How can/should one introduce Context into FAIR data?

hrzepa commented 7 years ago

I have heard criticism of FAIR as representing only four of the five essential attributes of data. The missing component is “context”. Without the back story associated with the data, it is impoverished.

Arguably, the FAIR metadata can provide link(s) to such back stories, but is this sufficient and should over mechanisms such as perhaps EventData be promoted as well?

[//]: # "==Do not write above this line== Instructions for posting issues: (1) Review what is already there. Perhaps a comment to an existing issue would be more appropriate than opening a new one? (2) Write your post below using Markdown (as per https://guides.github.com/features/mastering-markdown/ ) or just plain text. (3) Don't worry about these introductory lines - you can leave or delete them, as they won't display anyway (you can check this via Preview). (4) Hit the 'Submit new issue' button. ==Write below this line=="

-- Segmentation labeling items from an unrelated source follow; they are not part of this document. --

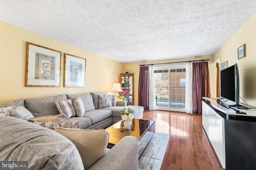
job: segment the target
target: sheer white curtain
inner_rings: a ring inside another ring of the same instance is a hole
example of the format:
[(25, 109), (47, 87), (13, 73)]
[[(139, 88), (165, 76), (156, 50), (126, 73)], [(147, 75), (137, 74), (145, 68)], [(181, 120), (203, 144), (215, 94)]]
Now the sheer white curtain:
[(185, 112), (192, 114), (192, 63), (186, 64), (186, 87), (185, 88)]
[(154, 66), (150, 66), (149, 71), (149, 110), (155, 110), (156, 108), (156, 102), (154, 92)]

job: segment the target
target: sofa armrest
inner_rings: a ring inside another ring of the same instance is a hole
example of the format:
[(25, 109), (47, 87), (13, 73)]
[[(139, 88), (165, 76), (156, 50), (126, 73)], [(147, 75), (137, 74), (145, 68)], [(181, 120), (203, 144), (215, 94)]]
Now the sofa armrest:
[(132, 136), (123, 138), (89, 169), (138, 170), (139, 142)]
[(117, 100), (116, 101), (116, 106), (127, 106), (127, 101), (126, 100)]

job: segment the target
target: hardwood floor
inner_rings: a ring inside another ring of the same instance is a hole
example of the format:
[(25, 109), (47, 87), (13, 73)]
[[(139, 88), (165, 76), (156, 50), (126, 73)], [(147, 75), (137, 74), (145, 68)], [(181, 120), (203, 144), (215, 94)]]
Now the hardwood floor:
[(170, 135), (161, 168), (165, 170), (223, 170), (203, 129), (202, 116), (162, 110), (144, 111), (156, 121), (156, 132)]

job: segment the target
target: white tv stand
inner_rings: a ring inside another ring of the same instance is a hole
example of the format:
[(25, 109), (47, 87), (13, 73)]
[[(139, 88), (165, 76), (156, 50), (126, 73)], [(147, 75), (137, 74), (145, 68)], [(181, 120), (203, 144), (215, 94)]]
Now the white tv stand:
[(203, 98), (204, 131), (222, 167), (228, 169), (256, 169), (256, 111), (242, 110), (247, 114)]

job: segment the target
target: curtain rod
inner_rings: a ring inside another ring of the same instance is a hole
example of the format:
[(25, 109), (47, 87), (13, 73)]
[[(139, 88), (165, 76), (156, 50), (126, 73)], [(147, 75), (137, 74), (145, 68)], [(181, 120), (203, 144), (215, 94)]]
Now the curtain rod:
[(177, 61), (176, 62), (171, 62), (171, 63), (158, 63), (158, 64), (142, 64), (139, 65), (139, 66), (152, 66), (153, 65), (157, 64), (172, 64), (172, 63), (191, 63), (191, 62), (196, 62), (198, 61), (202, 62), (204, 61), (209, 61), (210, 59), (205, 59), (203, 60), (190, 60), (190, 61)]

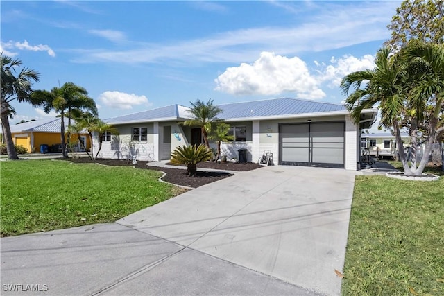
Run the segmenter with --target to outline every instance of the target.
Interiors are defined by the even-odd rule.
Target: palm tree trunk
[[[19,157],[17,155],[17,151],[15,151],[15,147],[14,146],[14,141],[12,141],[12,134],[11,134],[11,129],[9,125],[8,114],[6,112],[1,112],[0,117],[1,118],[1,124],[4,132],[3,137],[4,137],[5,142],[6,143],[8,159],[14,160],[18,159]]]
[[[94,157],[94,159],[97,159],[97,156],[99,156],[99,153],[100,152],[100,150],[101,148],[102,148],[102,137],[99,134],[99,149],[97,150],[97,153],[96,154],[96,157]]]
[[[216,155],[216,161],[219,160],[221,157],[221,141],[217,141],[217,155]]]
[[[83,149],[85,149],[85,151],[86,152],[86,154],[88,155],[88,157],[89,157],[89,159],[92,160],[92,157],[91,157],[91,155],[89,155],[89,153],[88,153],[88,150],[86,148],[86,147],[85,146],[85,143],[83,143],[83,141],[82,141],[82,138],[80,138],[80,134],[79,134],[78,132],[77,133],[77,138],[78,139],[78,141],[80,142],[80,145],[82,146],[82,148]]]
[[[205,146],[208,149],[210,149],[210,143],[208,143],[208,133],[207,132],[207,130],[205,130],[205,127],[202,127],[202,136],[203,136],[203,143],[205,143]]]
[[[60,112],[60,139],[62,140],[62,155],[64,158],[68,158],[68,148],[65,139],[65,113]]]

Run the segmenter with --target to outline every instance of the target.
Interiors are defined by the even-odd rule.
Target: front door
[[[80,136],[80,140],[78,140],[78,150],[80,152],[85,152],[85,148],[86,148],[86,137]]]
[[[199,146],[203,143],[203,137],[200,128],[191,128],[191,145]]]

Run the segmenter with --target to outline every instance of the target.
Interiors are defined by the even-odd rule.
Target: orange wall
[[[17,141],[17,138],[15,138],[15,137],[17,137],[17,135],[27,135],[27,137],[26,139],[27,139],[27,143],[28,145],[25,146],[24,145],[24,139],[22,138],[22,137],[18,137],[19,138],[19,141]],[[51,146],[53,144],[60,144],[62,143],[62,139],[60,139],[60,134],[58,132],[33,132],[33,134],[34,136],[34,149],[35,150],[33,153],[40,153],[40,145],[43,145],[43,144],[46,144],[48,145],[49,146]],[[86,136],[87,137],[87,149],[90,149],[91,148],[91,141],[89,141],[89,134],[82,134],[82,136]],[[23,145],[24,146],[25,146],[27,149],[28,149],[28,152],[31,153],[31,132],[18,132],[16,134],[12,134],[12,139],[15,139],[14,141],[14,143],[16,145]],[[70,140],[70,143],[78,143],[78,139],[77,137],[77,134],[71,134],[71,140]],[[18,142],[18,143],[17,143]]]

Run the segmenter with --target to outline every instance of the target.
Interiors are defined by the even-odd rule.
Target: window
[[[171,125],[164,126],[164,144],[171,143]]]
[[[390,140],[384,140],[384,148],[386,149],[390,149],[390,143],[391,141]]]
[[[368,140],[368,146],[369,147],[376,147],[376,139],[370,139]]]
[[[228,134],[234,137],[234,141],[246,141],[246,126],[232,126],[228,130]]]
[[[148,128],[133,128],[133,141],[146,141],[148,139]]]
[[[110,132],[105,132],[101,134],[102,141],[111,141],[111,133]]]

dr-shorthair commented 7 years ago

Yes. Context could also be generalized as 'linked' or 'connected'. This is a weakness or gap in the current FAIR gamut.

micheldumontier commented 7 years ago

The FAIR principles indicate that reuse is enabled with detailed provenance (R1.2), and this emcompasses context.

CaroleGoble commented 7 years ago

Is context just provenance? IMHO, no.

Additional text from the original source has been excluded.